Снова наступило молчание. Грек наблюдал любовные взгляды молодых людей, пожатия их сплетенных рук, нежность, с которой их здоровые молодые тела прикасались к друг другу. Эросион, исполняя молчаливую просьбу своей возлюбленной, вынул из-за пазухи свирель из тростника и стал тихо наигрывать на ней нежную пасторальную мелодию, на которую козы отвечали своим блеянием.
Грек догадался, что его присутствие было лишнее для этой парочки, тем более что они заметно замедляли свои шаги.
— Прощайте, дети. Не торопитесь, молодость всюду приходит вовремя. Мы увидимся в городе.
— Да хранят тебя боги, иностранец, — ответила Ранто. — Если тебе что-нибудь нужно, ты встретишь меня на Форуме, я там буду продавать и этот сыр, и тот, что привезет утром в телеге садовник.
— Прощай, афинянин. Поговори с моим отцом, но не выдавай, с кем ты встретил меня.
Вода речки доходила до половины колес телег, переправлявшихся через нее. Актеон между ними перешел на ту сторону и направился вдоль стен, любуясь их крепостью; глыбы неотесанного, ничем не связанного камня поддерживали стены и башни.
В главных воротах города в конце Змеиной дороги Актеону пришлось остановиться — только столпилось народу, лошадей и телег в узком, крытом проходе. В городе, прислоненный к стене, был храм Дианы, древнейший в мире, доставлявший немало славы сагунтинцам. Актеон взглянул на крышу из толстых можжевеловых досок — постройку, замечательную своей древностью, и поспешил в город. Он очутился в прямой улице; в конце ее возвышались здания, окаймлявшие громадную четырехугольную площадь с красивыми аркадами, под которыми кипела толпа. Это был Форум. Над черепичными крышами виднелись без конца белые дома лепившегося по горе города, а еще выше стены Акрополя, колонны и скульптурные фризы его храмов.
Улица, ведшая к Форуму, напомнила Актеону прибрежную часть Пирея. На ней селились негоцианты и ремесленники, большей частью греки. Всюду кипела торговая жизнь.
Рабы несли тюки с товаром; юноши с завитыми бородками и носами хищных птиц записывали на восковых таблицах свои счета, около дверей домов, на маленьких столах лежали образчики товаров: кучи ржи или шерсти и куски минералов из рудников. Продавцы, стоя облокотившись у притолоки, говорили с покупателями, усиленно жестикулируя и жалобно призывая богов в свидетели того, что торговля разоряет их.
У некоторых лавок хозяева, одетые в миртовые и пурпуровые сандалии, молча слушали разговоры, смотрели зорко глазами сфинксов и поглаживали кольца своих надушенных бород. Это были африканские, азиатские, карфагенские, египетские и финикийские купцы, хранившие в домах своих много сокровищ: золотые украшения, слоновые клыки, страусовые перья и куски амбры. В дверях виднелись богатые женщины в белых мантиях, окруженные рабами, опьяненные ароматами едких азиатских и таинственных восточных духов; они в разговоре выставляли на крыльцо свои розовые мордочки. Среди прочего товара резко кричали привезенные из разных мест редкостные птицы и торжественно распускали, как мантии, свои перья.

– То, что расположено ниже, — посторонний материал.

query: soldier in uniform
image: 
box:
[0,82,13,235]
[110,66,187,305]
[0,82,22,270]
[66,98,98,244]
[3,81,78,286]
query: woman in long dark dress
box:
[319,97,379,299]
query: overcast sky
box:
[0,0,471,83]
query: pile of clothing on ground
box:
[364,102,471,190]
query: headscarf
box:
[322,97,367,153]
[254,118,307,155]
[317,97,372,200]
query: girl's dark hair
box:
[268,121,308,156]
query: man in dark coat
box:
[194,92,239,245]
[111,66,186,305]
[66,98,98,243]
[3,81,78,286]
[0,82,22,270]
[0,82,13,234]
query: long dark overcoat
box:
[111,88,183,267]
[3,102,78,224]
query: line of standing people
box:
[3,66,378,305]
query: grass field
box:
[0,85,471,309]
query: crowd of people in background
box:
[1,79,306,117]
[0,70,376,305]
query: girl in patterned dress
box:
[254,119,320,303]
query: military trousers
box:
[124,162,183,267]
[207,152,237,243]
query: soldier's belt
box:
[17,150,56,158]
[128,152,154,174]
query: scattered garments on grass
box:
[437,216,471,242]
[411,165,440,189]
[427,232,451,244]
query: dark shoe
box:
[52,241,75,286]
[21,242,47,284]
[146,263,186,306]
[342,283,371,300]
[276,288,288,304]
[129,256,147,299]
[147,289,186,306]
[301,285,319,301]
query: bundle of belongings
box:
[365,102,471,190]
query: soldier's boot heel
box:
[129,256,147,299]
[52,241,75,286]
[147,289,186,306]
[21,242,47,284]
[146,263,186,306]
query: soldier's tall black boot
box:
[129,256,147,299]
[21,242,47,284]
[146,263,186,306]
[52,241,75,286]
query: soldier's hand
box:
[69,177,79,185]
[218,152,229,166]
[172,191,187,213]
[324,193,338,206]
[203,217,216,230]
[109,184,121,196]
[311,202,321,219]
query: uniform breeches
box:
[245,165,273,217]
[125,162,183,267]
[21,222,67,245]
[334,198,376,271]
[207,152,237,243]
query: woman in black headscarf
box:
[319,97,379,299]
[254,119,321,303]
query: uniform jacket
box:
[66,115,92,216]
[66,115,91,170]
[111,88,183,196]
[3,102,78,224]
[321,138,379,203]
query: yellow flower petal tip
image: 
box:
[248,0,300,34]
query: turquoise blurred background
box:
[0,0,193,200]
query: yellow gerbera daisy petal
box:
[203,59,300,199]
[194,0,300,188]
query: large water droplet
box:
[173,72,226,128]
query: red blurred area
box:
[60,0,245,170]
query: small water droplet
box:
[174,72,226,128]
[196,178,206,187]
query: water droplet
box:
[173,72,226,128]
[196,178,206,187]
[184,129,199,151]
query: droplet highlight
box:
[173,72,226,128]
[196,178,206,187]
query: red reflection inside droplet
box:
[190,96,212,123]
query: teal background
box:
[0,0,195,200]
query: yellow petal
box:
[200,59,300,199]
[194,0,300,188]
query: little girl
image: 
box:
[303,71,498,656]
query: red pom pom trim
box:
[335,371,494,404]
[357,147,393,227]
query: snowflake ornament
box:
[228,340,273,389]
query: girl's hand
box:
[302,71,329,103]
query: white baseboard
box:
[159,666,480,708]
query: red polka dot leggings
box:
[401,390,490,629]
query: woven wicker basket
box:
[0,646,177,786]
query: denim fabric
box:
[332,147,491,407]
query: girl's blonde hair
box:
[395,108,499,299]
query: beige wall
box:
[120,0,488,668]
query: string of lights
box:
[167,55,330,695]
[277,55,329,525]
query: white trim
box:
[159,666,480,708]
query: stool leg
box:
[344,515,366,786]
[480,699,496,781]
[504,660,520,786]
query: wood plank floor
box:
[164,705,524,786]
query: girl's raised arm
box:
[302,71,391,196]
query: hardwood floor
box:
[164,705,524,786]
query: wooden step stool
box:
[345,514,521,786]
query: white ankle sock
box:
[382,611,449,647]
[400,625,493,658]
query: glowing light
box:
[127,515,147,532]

Быстро окинув все это взором, Актеон вошел на Форум. Был базарный день, и вся жизнь города сосредоточилась на этой большой площади. Огородники разместили близ портиков горы своих овощей; пастухи из долины складывали кучи сыров и ставили кувшины с молоком; женщины из порта, загорелые и почти голые, предлагали свежую рыбу. С края площади пастухи с гор, дикого вида, вооруженные копьями, караулили коров и лошадей, пригнанных для продажи. Они были кельтийцы и, как о них говорили, ели при случае и человеческое мясо. На площади они чувствовали себя как в тюрьме и недружелюбными глазами смотрели на тесноту и движение, столь отличные от свободы их бродячей жизни. Богатство Сагунта возбуждало их разбойничьи вожделения. Сжимая в руках копья, они бросали злобные взгляды на наемников-солдат, охранявших на ступенях одного храма сенатора, которому было поручено отправлять правосудие в базарные дни.

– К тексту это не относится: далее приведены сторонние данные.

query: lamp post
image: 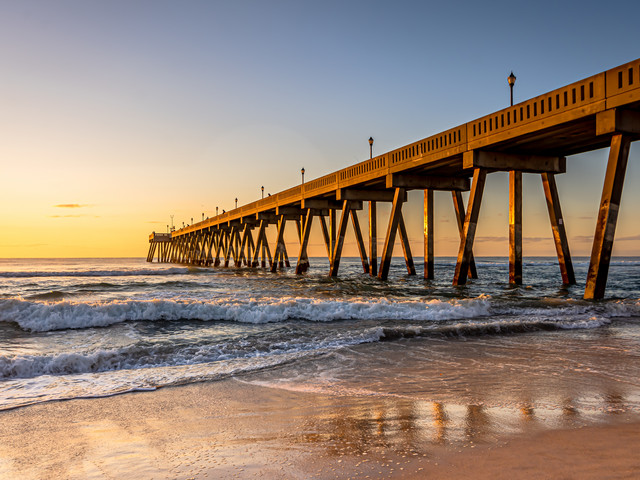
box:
[507,72,516,107]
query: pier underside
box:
[147,60,640,299]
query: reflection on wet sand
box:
[294,392,630,456]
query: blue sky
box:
[0,0,640,257]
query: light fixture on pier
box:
[507,71,516,107]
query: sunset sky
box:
[0,0,640,257]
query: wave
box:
[0,267,191,278]
[0,297,490,332]
[0,317,611,380]
[24,290,73,302]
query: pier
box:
[147,59,640,299]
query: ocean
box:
[0,257,640,432]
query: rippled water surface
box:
[0,258,640,409]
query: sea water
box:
[0,258,640,420]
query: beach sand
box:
[0,379,640,480]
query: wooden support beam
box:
[350,210,369,273]
[262,232,275,268]
[247,227,256,267]
[271,218,287,273]
[320,217,331,262]
[386,173,469,191]
[453,168,487,285]
[369,202,378,277]
[282,243,291,268]
[276,206,304,217]
[451,192,478,278]
[302,198,342,210]
[424,189,435,280]
[378,188,405,280]
[251,220,265,268]
[584,134,631,300]
[336,188,407,202]
[329,210,336,264]
[329,200,350,277]
[398,210,416,275]
[213,230,224,267]
[238,224,251,266]
[509,170,522,285]
[462,150,567,173]
[256,212,280,224]
[296,210,313,275]
[541,173,576,285]
[596,108,640,135]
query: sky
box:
[0,0,640,258]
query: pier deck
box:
[147,59,640,299]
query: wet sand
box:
[0,379,640,479]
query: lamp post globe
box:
[507,72,516,106]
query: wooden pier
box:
[147,59,640,299]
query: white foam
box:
[0,297,490,332]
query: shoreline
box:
[0,378,640,479]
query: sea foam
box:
[0,297,490,332]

Среди площади шумели, торгуясь, люди, одетые в пестрые наряды и говорившие на разных языках. Проходили доброжелательные граждане, просто одетые в белое, с рабами, несшими в сетках провизию, купленную на неделю; греки, в широких хламидах шафранного цвета, осматривали все и долго торговались, прежде чем купить какую-нибудь безделицу; сагунтинские граждане, иберийцы, потерявшие из-за бесконечных скрещиваний свою первоначальную грубость, старались подражать римлянам, народу, который в то время пользовался наибольшим уважением. Тут же были и жители из центра страны, бородатые, у которых желание побывать на базаре побороло их постоянную ненависть к городу и в особенности к грекам, из-за их изысканности и роскоши.

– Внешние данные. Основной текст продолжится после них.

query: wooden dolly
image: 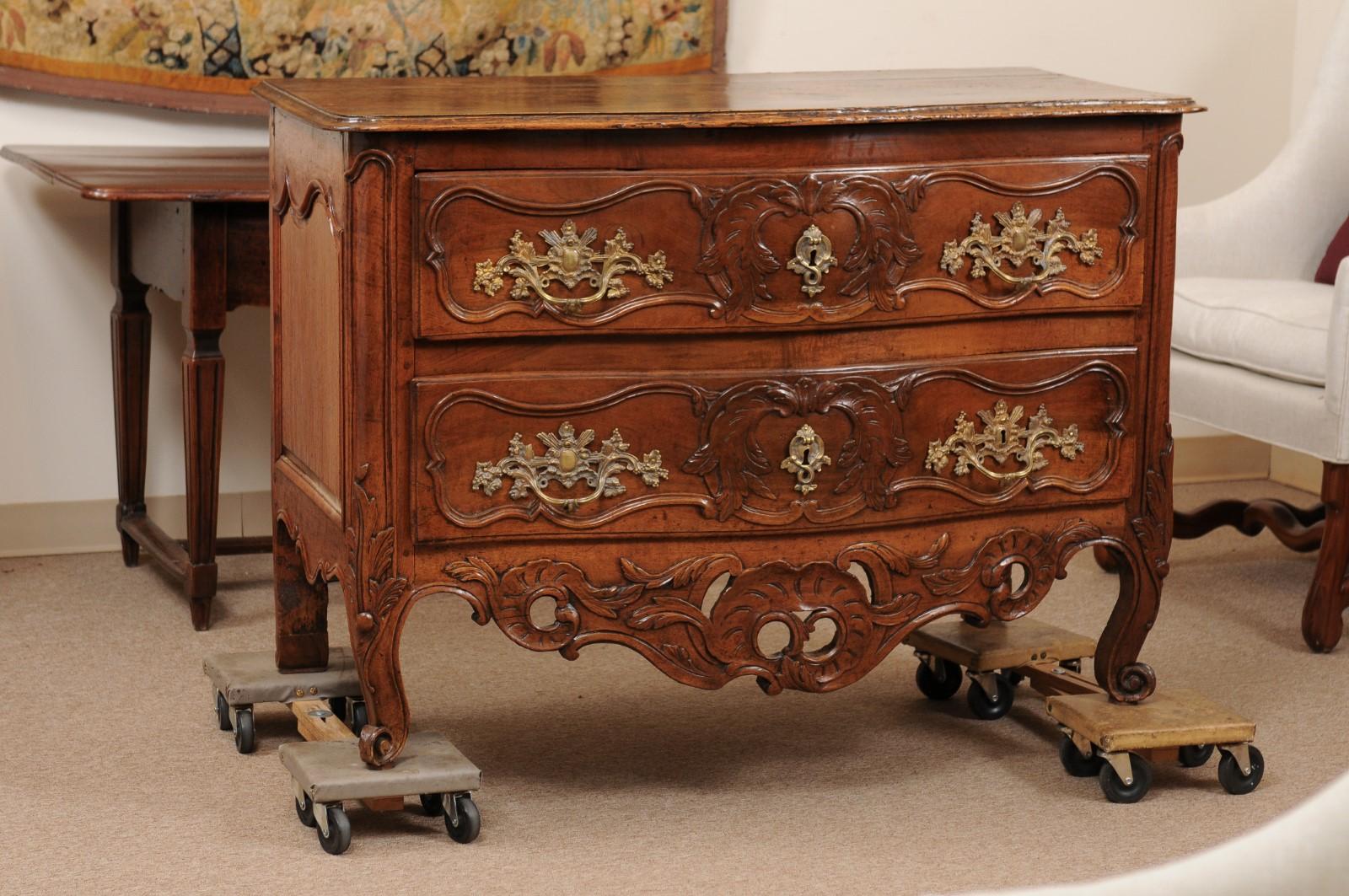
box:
[202,647,483,856]
[906,618,1264,803]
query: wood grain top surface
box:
[0,146,268,202]
[256,69,1202,131]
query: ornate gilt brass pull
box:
[474,220,674,309]
[942,202,1102,286]
[472,422,669,512]
[926,398,1083,480]
[782,421,834,496]
[787,224,839,298]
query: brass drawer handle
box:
[472,422,669,512]
[942,202,1102,286]
[926,398,1083,480]
[474,220,674,309]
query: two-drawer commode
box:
[261,69,1196,766]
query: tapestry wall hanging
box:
[0,0,727,112]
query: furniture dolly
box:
[202,647,481,856]
[906,618,1264,803]
[0,146,271,630]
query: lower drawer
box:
[413,348,1138,541]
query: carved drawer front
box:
[413,350,1138,541]
[417,157,1147,337]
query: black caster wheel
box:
[445,793,483,844]
[234,706,258,753]
[1059,734,1104,777]
[1180,743,1214,768]
[295,793,319,827]
[315,803,351,856]
[1099,753,1152,803]
[216,691,234,732]
[1218,746,1264,797]
[965,674,1016,722]
[916,660,960,700]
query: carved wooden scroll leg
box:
[1302,464,1349,652]
[1095,437,1174,703]
[112,202,150,566]
[1095,539,1165,703]
[272,523,328,672]
[1175,498,1326,552]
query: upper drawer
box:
[416,157,1147,339]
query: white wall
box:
[0,0,1337,518]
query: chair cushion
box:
[1313,217,1349,286]
[1171,276,1334,386]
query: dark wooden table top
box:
[0,146,268,202]
[255,69,1202,131]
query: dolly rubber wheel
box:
[1180,743,1214,768]
[915,660,960,700]
[1218,746,1264,797]
[1099,753,1152,803]
[965,674,1016,722]
[1059,734,1104,777]
[445,793,483,844]
[319,803,351,856]
[295,793,319,827]
[234,706,258,753]
[216,691,234,732]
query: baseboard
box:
[0,436,1300,557]
[1174,436,1270,485]
[0,491,271,557]
[1270,445,1324,496]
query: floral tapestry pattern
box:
[0,0,724,110]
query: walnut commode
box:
[248,69,1198,831]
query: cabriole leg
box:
[1302,463,1349,652]
[272,523,328,672]
[112,202,150,566]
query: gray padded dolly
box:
[279,732,483,856]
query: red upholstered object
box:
[1317,212,1349,286]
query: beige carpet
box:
[0,483,1349,896]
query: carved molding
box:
[271,175,346,235]
[274,510,340,584]
[445,519,1102,694]
[422,360,1129,529]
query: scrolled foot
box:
[1302,598,1345,653]
[1109,663,1158,703]
[360,725,398,768]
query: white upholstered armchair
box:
[1171,4,1349,651]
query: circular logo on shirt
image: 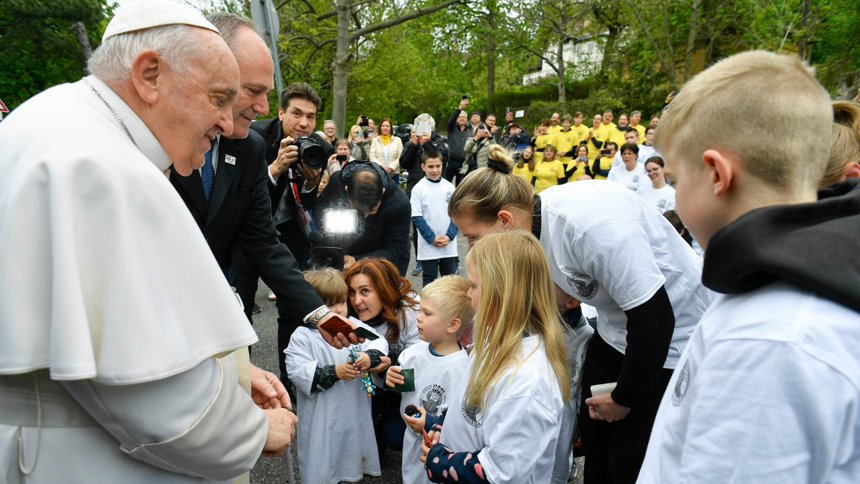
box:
[419,385,445,414]
[460,398,484,428]
[672,360,690,407]
[567,272,597,300]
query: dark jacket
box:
[314,160,412,276]
[170,131,324,324]
[702,179,860,311]
[448,108,473,167]
[251,118,334,223]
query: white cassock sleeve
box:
[61,358,269,480]
[480,397,560,482]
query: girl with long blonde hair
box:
[422,231,570,484]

Несколько кельтийцев из племен, соседних с Сагунтом, верхом на лошадях, стояли среди Форума, не оставляя копий и покрытых бычьей шкурой щитов. Одетые в тройной шлем и кожаные латы, они, казалось, были во вражеской стране и ожидали нападения. В это время их ловкие, загорелые и мужественные жены, размахивая широкими платьями с каймой самых ярких цветов, бегали по всему рынку, останавливаясь с детским восторгом у прилавка какого-нибудь грека, торговавшего стеклянными бусами и грубой работы бронзовыми ожерельями и браслетами.
Плащи из тонкого льна и пурпура смешивались с голыми членами рабов и с кельтийским черным шерстяным сагумом, сдерживаемым на плечах медным кольцом. Греческие прически, перекрещенные красными лентами, соломенные колпачки, похожие на пламя факела, низкие лбы, как верх красоты, мешались с прическами кельтиберийских женщин, подбривавших волосы, чтобы их загорелые лбы казались большими. Некоторые из этих женщин имели на шее стальной ошейник, от которого шли вверх железные проволоки, соединявшиеся над головой, и с этой клетки уже опускалось покрывало, оставляя открытым огромный лоб, блестящий и светящийся, как луна.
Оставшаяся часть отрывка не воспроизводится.